Google Kena Semprit KPPU, Denda Rp202,5 Miliar dikarenakan Dianggap Monopoli!

JAKARTA – Komisi Pengawas Persaingan Usaha (KPPU) sudah menjatuhkan denda sebesar Rp202,5 miliar terhadap Google LLC. Putusan ini dikeluarkan pasca Google terbukti melanggar Undang-Undang Nomor 5 Tahun 1999 tentang Larangan Praktik Monopoli serta Persaingan Usaha Tidak Sehat.
Pelanggaran Pasal 17 juga Pasal 25
Dalam putusannya, KPPU menyatakan bahwa Google terbukti melanggar:
– Pasal 17: Melakukan praktik monopoli lalu atau persaingan perniagaan tidak ada sehat.
– Pasal 25 ayat (1) huruf b: Menyalahgunakan tempat dominan yang dimaksud membatasi lingkungan ekonomi serta pengembangan teknologi.
“Menyatakan terlapor terbukti sah dan juga meyakinkan melanggar Pasal 17 UU Nomor 5 Tahun 1999. Menyatakan terlapor terbukti secara sah lalu meyakinkan melanggar Pasal 25 ayat (1) huruf b UU Nomor 5 Tahun 1999,” beber Hilman Pujana, Ketua Majelis Komisi KPPU.
Gara-gara Kewajiban Pemakaian Google Play Billing (GPB)
Salah satu fokus utama pada perkara ini adalah kewajiban pemanfaatan Google Play Billing (GPB) pada Google Play Store. KPPU memerintahkan Google untuk menghentikan kewajiban ini lantaran dinilai merugikan persaingan bisnis serta konsumen.
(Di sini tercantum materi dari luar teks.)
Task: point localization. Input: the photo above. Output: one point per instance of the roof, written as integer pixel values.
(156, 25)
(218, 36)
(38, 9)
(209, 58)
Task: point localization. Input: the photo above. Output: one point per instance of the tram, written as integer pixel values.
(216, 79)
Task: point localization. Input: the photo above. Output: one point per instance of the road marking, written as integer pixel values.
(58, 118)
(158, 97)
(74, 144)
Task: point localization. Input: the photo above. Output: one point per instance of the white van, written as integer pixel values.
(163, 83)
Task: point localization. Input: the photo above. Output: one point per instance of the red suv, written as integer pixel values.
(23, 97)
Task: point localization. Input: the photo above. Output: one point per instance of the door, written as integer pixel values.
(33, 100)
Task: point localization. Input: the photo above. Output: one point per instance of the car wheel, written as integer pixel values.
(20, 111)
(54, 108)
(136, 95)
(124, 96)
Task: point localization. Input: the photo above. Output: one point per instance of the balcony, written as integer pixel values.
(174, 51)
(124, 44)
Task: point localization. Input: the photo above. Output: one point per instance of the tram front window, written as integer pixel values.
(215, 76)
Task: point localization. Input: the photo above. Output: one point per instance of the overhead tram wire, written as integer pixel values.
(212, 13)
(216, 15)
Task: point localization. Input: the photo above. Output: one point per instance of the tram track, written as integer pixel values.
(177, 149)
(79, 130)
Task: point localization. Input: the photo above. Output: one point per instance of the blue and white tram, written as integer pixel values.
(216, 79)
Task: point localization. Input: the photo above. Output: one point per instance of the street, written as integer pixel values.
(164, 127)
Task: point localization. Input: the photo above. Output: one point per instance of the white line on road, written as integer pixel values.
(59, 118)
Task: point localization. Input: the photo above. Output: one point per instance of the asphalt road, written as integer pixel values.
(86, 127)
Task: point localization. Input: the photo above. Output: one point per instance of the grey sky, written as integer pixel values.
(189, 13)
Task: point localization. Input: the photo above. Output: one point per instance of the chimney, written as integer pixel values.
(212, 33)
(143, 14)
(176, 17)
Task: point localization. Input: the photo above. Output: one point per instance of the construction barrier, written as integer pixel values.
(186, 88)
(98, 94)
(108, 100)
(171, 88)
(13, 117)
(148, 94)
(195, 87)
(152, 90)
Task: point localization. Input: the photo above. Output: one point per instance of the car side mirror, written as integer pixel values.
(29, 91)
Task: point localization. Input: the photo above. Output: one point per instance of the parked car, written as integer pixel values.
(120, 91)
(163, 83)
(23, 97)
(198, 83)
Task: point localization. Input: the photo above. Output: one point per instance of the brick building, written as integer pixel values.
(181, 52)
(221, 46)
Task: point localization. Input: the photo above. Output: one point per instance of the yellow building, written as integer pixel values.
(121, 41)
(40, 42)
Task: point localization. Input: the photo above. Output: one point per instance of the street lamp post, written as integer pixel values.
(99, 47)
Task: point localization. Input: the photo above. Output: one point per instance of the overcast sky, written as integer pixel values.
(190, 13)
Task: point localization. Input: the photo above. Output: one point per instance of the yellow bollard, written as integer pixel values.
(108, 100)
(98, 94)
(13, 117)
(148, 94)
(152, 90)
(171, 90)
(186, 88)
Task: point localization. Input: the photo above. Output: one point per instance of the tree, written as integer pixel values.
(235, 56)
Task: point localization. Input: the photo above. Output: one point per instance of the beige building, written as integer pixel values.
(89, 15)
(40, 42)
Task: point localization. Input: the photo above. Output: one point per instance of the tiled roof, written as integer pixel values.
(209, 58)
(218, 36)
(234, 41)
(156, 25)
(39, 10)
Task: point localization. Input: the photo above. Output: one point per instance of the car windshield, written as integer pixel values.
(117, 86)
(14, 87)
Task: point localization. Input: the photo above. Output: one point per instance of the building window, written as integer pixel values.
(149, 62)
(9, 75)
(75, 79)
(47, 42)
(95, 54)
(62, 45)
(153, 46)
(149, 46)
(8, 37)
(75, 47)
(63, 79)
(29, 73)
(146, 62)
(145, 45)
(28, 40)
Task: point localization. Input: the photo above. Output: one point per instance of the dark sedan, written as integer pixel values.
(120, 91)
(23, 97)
Dampak Negatif Kebijakan GPB
KPPU menyoroti beberapa dampak negatif dari kebijakan GPB yang mana diwajibkan oleh Google, di tempat antaranya:
– Berkurangnya Penggunawan Aplikasi: Konsumen aplikasi mobile mengeluhkan berkurangnya pilihan metode pembayaran juga kenaikan nilai tukar aplikasi.
– Penurunan Pendapatan Developer: Developer aplikasi mobile mengalami penurunan pendapatan akibat service fee yang digunakan tinggi (hingga 30%).
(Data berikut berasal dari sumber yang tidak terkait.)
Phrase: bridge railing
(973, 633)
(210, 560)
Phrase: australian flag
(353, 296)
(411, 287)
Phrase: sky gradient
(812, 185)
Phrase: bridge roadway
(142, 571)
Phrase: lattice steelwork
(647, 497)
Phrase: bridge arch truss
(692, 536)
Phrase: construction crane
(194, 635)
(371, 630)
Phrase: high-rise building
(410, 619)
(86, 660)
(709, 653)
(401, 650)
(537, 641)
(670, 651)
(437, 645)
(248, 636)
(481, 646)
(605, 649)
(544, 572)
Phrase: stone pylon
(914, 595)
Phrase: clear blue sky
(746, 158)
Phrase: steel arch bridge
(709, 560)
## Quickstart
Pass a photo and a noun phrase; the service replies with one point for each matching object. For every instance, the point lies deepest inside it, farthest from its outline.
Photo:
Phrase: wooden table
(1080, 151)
– Penghapusan Aplikasi komputer dari Google Play Store: Program yang tersebut bukan menerapkan kebijakan GPB dihapus dari Google Play Store.
– Perubahan User Interface serta User Experience: Kebijakan GPB memaksa developer untuk mengubah tampilan kemudian pengalaman pengguna aplikasi.
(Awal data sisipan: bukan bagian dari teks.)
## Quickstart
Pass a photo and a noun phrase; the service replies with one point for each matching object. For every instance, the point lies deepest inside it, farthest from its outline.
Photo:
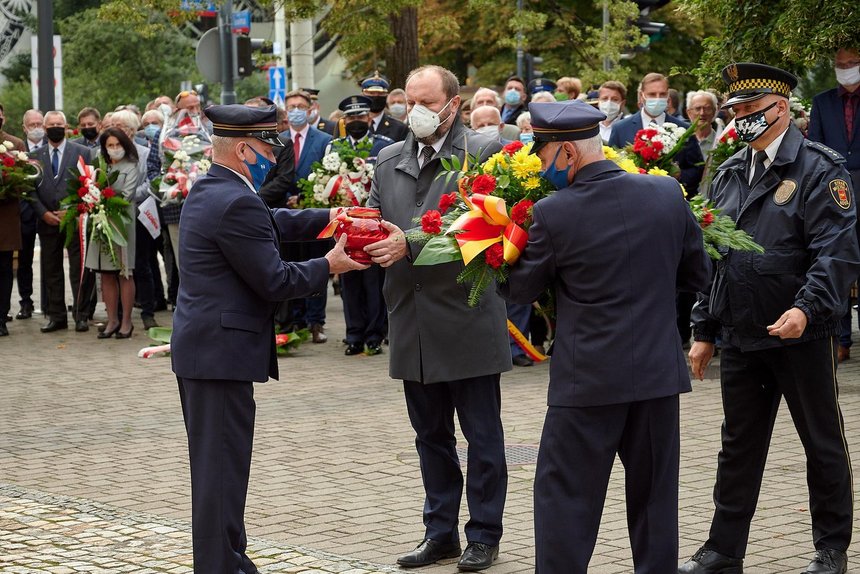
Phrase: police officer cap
(541, 85)
(238, 121)
(355, 105)
(375, 83)
(563, 121)
(749, 81)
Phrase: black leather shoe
(428, 552)
(353, 349)
(26, 311)
(828, 561)
(477, 557)
(707, 561)
(54, 326)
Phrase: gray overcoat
(434, 335)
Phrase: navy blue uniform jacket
(615, 247)
(232, 277)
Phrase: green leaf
(440, 249)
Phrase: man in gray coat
(448, 354)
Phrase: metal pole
(228, 66)
(45, 13)
(519, 42)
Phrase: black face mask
(90, 133)
(356, 130)
(56, 134)
(377, 103)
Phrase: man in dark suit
(57, 158)
(835, 122)
(376, 88)
(614, 247)
(450, 356)
(223, 338)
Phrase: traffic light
(531, 67)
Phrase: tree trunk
(402, 57)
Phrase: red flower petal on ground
(431, 222)
(447, 201)
(484, 184)
(513, 147)
(522, 211)
(495, 255)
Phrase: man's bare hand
(391, 249)
(790, 325)
(339, 261)
(700, 355)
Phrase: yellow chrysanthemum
(531, 183)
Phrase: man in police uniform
(777, 314)
(223, 337)
(363, 305)
(615, 272)
(376, 88)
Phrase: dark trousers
(577, 451)
(25, 260)
(753, 384)
(363, 305)
(219, 421)
(54, 278)
(5, 284)
(431, 408)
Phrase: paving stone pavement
(94, 473)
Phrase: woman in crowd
(120, 156)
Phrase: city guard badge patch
(784, 192)
(841, 194)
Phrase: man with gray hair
(617, 366)
(57, 158)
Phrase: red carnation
(484, 184)
(522, 211)
(447, 201)
(707, 218)
(495, 255)
(431, 222)
(513, 147)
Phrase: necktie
(426, 155)
(758, 166)
(297, 146)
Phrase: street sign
(277, 84)
(241, 23)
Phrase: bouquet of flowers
(341, 179)
(94, 210)
(18, 173)
(187, 152)
(485, 223)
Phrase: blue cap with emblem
(563, 121)
(240, 121)
(749, 81)
(355, 105)
(375, 83)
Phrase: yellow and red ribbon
(485, 224)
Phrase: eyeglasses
(184, 94)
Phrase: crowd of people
(632, 282)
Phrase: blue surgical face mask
(655, 106)
(259, 170)
(558, 178)
(297, 117)
(512, 97)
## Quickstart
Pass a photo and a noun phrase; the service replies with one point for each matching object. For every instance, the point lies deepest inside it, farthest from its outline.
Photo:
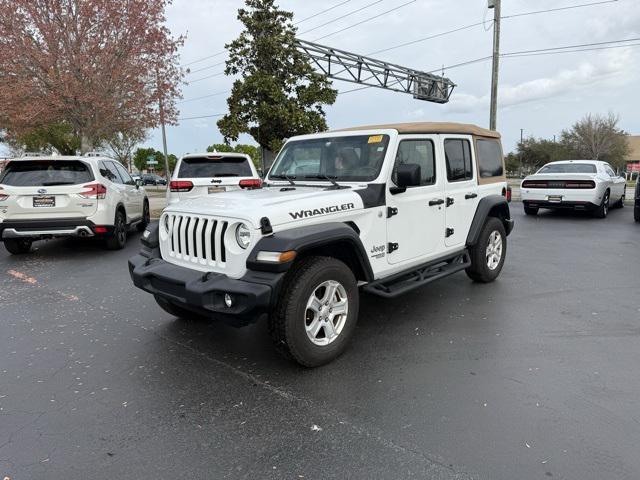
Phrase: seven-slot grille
(196, 239)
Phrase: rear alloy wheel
(118, 239)
(317, 311)
(146, 217)
(603, 210)
(487, 256)
(18, 246)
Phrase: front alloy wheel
(326, 313)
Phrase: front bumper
(203, 293)
(48, 228)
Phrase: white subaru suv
(201, 174)
(381, 209)
(68, 196)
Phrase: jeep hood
(281, 204)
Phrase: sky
(540, 94)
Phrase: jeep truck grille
(194, 240)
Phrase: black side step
(406, 281)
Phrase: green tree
(597, 137)
(251, 150)
(278, 94)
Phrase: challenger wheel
(317, 311)
(487, 256)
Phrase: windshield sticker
(321, 211)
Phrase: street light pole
(495, 4)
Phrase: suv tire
(146, 217)
(18, 246)
(487, 256)
(603, 210)
(118, 239)
(303, 324)
(176, 311)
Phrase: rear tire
(18, 246)
(118, 239)
(304, 325)
(146, 217)
(603, 210)
(176, 311)
(487, 256)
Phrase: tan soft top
(430, 127)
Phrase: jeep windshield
(356, 158)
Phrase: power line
(320, 13)
(341, 17)
(203, 116)
(204, 96)
(204, 58)
(366, 20)
(558, 9)
(206, 68)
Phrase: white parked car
(200, 174)
(589, 185)
(385, 209)
(48, 197)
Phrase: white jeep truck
(380, 209)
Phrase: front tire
(317, 311)
(487, 256)
(118, 239)
(18, 246)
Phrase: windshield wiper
(284, 176)
(330, 178)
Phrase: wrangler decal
(321, 211)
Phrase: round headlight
(243, 235)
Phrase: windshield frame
(391, 139)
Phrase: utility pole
(495, 4)
(167, 174)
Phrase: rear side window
(489, 155)
(417, 152)
(203, 167)
(458, 156)
(45, 173)
(568, 168)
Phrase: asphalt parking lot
(534, 376)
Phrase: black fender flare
(304, 239)
(489, 206)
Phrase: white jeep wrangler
(382, 209)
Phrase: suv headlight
(243, 235)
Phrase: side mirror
(408, 175)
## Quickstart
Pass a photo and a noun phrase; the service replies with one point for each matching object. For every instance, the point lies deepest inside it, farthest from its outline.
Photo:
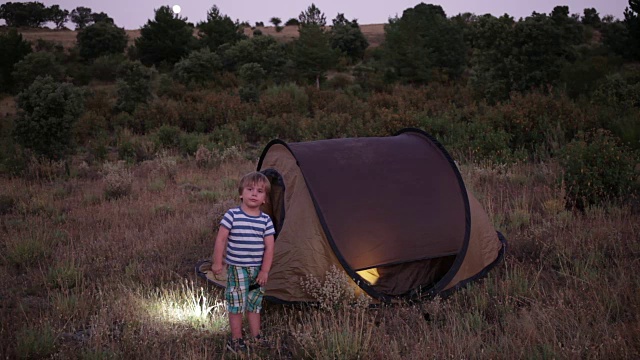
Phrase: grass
(115, 279)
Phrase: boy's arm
(218, 249)
(267, 260)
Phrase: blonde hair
(254, 178)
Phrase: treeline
(36, 14)
(490, 88)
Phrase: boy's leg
(235, 322)
(235, 294)
(254, 323)
(254, 305)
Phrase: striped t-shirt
(245, 246)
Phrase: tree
(347, 38)
(27, 14)
(292, 22)
(263, 50)
(312, 52)
(13, 48)
(276, 21)
(166, 39)
(81, 16)
(199, 67)
(632, 22)
(134, 86)
(101, 17)
(312, 16)
(34, 65)
(47, 113)
(423, 45)
(252, 76)
(591, 17)
(218, 30)
(58, 16)
(101, 38)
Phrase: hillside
(373, 32)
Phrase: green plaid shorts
(239, 298)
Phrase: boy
(247, 234)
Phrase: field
(97, 253)
(89, 275)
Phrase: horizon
(195, 11)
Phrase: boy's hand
(262, 278)
(216, 268)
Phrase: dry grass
(82, 276)
(67, 38)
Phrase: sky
(133, 14)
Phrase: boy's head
(254, 179)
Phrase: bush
(168, 136)
(39, 64)
(134, 86)
(105, 68)
(101, 38)
(35, 342)
(118, 180)
(598, 168)
(200, 67)
(48, 111)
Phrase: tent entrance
(275, 202)
(400, 279)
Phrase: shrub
(597, 168)
(35, 342)
(39, 64)
(168, 136)
(48, 111)
(13, 48)
(198, 67)
(134, 86)
(249, 94)
(101, 38)
(105, 68)
(7, 204)
(90, 125)
(27, 251)
(118, 180)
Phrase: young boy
(247, 234)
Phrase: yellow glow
(371, 275)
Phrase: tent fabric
(393, 212)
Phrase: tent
(393, 212)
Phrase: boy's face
(253, 195)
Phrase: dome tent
(393, 212)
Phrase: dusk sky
(132, 14)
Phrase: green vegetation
(48, 112)
(115, 163)
(101, 38)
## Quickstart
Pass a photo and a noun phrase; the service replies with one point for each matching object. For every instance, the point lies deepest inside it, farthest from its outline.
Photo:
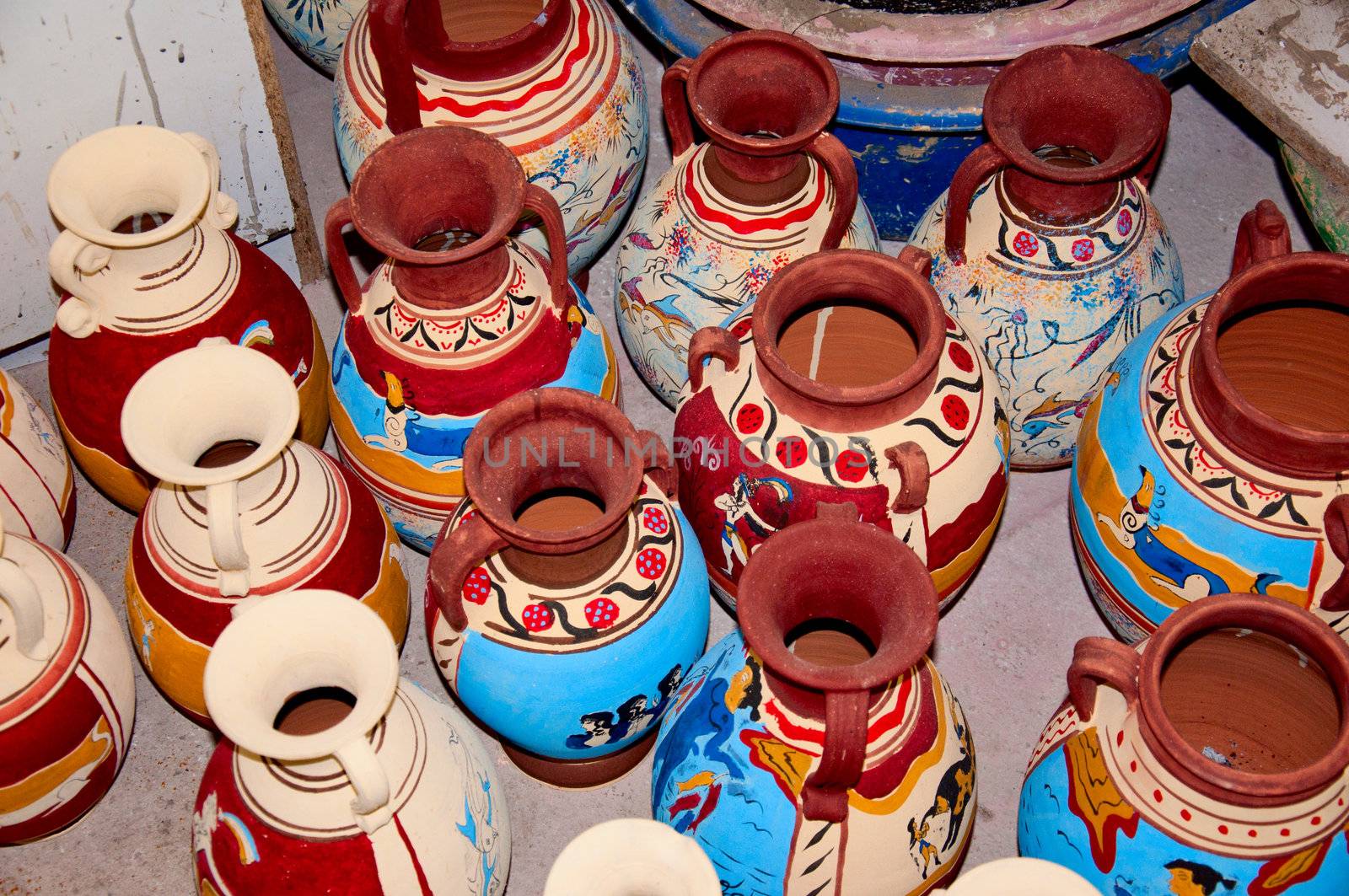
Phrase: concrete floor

Penyalahgunaan Kedudukan Dominan
KPPU menilai bahwa Google telah terjadi menyalahgunakan tempat dominannya di tempat bursa dengan mewajibkan pemanfaatan GPB serta menerapkan service fee tinggi. Sebelum GPB diterapkan, sistem pembayaran belaka menetapkan service fee maksimal 6%.
Google Play Store: Rangkaian Dominan di area Indonesia
Google Play Store merupakan platform digital distribusi perangkat lunak terbesar di dalam Indonesia, dengan pangsa lingkungan ekonomi mencapai 93%. Dominasi ini memproduksi developer program tergantung pada Google juga rentan terhadap kebijakan yang tersebut merugikan.
Fakta Google Play Store di area Indonesia
– Pangsa Pasar Google Play Store pada Indonesia: 93%
– Kenaikan Service Fee: Dari maksimal 6% menjadi 15-30%
– Denda yang Dijatuhkan KPPU: Rp202,5 miliar
Putusan KPPU yang digunakan menjatuhkan denda untuk Google merupakan langkah penting di menegakkan persaingan usaha yang mana sehat dalam Indonesia. Praktik monopoli yang tersebut dijalankan oleh Google dinilai merugikan developer perangkat lunak serta konsumen. KPPU berharap putusan ini dapat menciptakan iklim persaingan yang mana lebih besar adil juga menggalakkan pengembangan di tempat lapangan usaha digitalIndonesia.